Jack Richardson is an Associate Fellow of the Council of Geostrategy.
The invasion of Ukraine will go down in history as the moment when geopolitics reasserted itself as the primary driver of international relations.
Some argue that the world of COP26, multilateralism, and climate diplomacy have been swept away; we must avoid applying such 20th-century thinking to the 21st Century.
The Government should call out those who manipulate climate diplomacy to further their own gains, but also capitalise on the advantages genuine climate leadership can provide in a more competitive world.
There are clear, state-based threats to British national security interests – a revanchist Russia, a rising China, and rogue states like Iran and North Korea. These types of threats are not new, but what complicates matters is a warming planet, which acts as a risk multiplier.
A food crisis looms as the Russian Navy blockades the Black Sea, preventing wheat from leaving Ukraine. But a heat wave in India has likewise reduced crop yields and forced Narendra Modi to backtrack on his offer to boost wheat exports to ease inflation in global prices.

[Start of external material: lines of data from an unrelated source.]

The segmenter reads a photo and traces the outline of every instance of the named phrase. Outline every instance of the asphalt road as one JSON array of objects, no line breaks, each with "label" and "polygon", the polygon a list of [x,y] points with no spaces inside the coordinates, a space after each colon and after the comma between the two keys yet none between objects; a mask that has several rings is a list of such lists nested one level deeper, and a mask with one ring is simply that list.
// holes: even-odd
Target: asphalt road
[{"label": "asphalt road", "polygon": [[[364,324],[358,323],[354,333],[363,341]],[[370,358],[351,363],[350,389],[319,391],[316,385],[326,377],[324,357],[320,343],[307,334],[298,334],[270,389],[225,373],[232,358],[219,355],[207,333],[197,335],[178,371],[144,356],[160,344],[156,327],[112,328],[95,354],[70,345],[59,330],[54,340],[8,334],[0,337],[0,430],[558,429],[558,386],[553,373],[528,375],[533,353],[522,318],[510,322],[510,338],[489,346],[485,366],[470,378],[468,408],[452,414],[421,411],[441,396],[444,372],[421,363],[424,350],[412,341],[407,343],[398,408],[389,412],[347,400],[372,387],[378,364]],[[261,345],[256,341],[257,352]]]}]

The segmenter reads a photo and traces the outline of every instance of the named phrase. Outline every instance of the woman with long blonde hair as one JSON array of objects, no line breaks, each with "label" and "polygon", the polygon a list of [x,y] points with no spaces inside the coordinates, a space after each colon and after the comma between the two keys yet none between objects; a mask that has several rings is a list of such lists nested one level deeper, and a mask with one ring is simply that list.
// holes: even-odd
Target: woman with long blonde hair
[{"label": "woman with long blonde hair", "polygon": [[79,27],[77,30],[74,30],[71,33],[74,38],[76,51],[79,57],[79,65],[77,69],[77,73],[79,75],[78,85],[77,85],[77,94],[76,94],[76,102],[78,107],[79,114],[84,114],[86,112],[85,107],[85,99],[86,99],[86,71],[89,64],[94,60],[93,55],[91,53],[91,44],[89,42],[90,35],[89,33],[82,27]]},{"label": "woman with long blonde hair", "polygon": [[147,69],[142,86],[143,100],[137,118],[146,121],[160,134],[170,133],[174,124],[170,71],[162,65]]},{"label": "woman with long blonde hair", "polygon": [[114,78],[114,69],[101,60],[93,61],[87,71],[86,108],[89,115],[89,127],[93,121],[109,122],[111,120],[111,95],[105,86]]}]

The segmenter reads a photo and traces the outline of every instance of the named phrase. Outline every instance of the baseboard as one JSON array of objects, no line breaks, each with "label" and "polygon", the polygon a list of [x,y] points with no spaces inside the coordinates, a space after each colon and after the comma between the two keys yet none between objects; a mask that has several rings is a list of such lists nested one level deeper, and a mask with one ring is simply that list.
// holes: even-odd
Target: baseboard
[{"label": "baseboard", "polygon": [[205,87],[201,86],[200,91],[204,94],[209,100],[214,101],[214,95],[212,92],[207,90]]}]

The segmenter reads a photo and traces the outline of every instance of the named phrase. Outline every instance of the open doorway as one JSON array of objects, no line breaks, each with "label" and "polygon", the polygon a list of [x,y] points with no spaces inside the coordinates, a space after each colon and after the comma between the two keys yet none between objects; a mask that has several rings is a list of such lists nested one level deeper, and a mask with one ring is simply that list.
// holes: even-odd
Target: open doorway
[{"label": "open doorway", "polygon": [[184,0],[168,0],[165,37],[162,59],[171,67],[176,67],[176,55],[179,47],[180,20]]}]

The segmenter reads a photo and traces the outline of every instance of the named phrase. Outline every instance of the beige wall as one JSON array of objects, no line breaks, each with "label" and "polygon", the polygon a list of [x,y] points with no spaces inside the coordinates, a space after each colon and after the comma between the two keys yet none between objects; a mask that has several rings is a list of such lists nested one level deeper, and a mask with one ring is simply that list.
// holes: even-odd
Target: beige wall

Any historian can tell you of the dangers that arise when food becomes unaffordable.
Due to the global nature of climate change and nature loss, diplomatic efforts to tackle them are ‘shielded’ from negotiations on other foreign policy issues for the sake of cooperation on this global threat.
China is the classic example. While British ministers are bold in their criticism of human rights abuses in Xinjiang, and Parliament went further in declaring genocide, environmental diplomacy is somehow kept in a seperate box under a mantra that ‘global problems require global solutions’. This is not sustainable.
It is impossible to have a discussion about climate policy in the UK without hearing the following argument:
“We are investing all this money into researching new technologies, and encouraging people to switch to electric cars and heat pumps, yet we contribute under one per cent of global greenhouse gas emissions. Meanwhile, China alone makes up almost 30 per cent. Why on earth should we bother?”
It is a perfectly legitimate question to ask, which the Council on Geostrategy examines in its new primer on addressing the tensions caused by China’s carbon-intensive rise.
There is no doubt that the Chinese Communist Party (CCP) will exploit the strategic opportunities the global energy transition may represent for China. Most obvious is that its status as a so-called developing country provides a justification for it to ‘free-ride’, benefitting from the actions of others while doing little itself.
Worse, China even has a record of actively undermining climate diplomacy and then stirring anger among developing countries over the failures of the developed world to take the problem seriously.
This strategy is easy for China to pursue under the ‘common but differentiated responsibilities’ (CBDR) principle, which is enshrined in international law: that developed countries have a responsibility to lead the way while others develop and focus more on other pressing issues.
As long as China retains its developing country status, it has an excuse to go slow on climate. It used this excuse several times in the run-up and during COP26 last year, despite China being by far the largest contributor to global warming today.
The Government should work with friends and other developing countries most at risk from climate change to challenge this abuse of the CBDR principle, which itself is a necessary and justified precursor to climate diplomacy.
It should simultaneously develop other routes to spur global emissions cuts, for example by replicating our energy transition partnership with South Africa with other countries of strategic interest (like Malaysia or Egypt), and promoting ‘clean free trade’ to diversify global supply chains and cut the costs of technology.
At home, the Government should be clearer on why net zero and the clean energy transition is advantageous for the UK. Capitalism and progress always bring disruption and any negative impact or costs incurred by the clean energy transition must be mitigated, but there are clear and tangible benefits.
The obvious one is that during a cost of living crisis caused by volatile oil and gas markets, the only realistic and economic way forward is more cheap, home-grown clean energy and a radical redesign of our energy system so that energy bills don’t simply reflect the price of natural gas.
Another is that, as Michael Gove recently said, “the world will come to us” if we continue to invest and promote net zero technologies in this country.
The UK has a habit of leading on research and innovation, but not on the commercialisation of technologies, meaning we import them later without as much domestic supply chain growth. We saw it with offshore wind.
Through reindustrialisation, we can seek shares of markets which are set to rapidly grow such as clean hydrogen, carbon capture and storage, or floating offshore wind, as the world seeks to cut carbon.
We must reduce pollution in a way that makes sense for our economy, while helping others to do the same. But we must not allow others to use climate diplomacy as a vehicle to undermine our national, and ultimately the planet’s, interests.
The Government should expose climate free-riding on the world stage and merge our climate objectives with our other foreign and domestic policy priorities.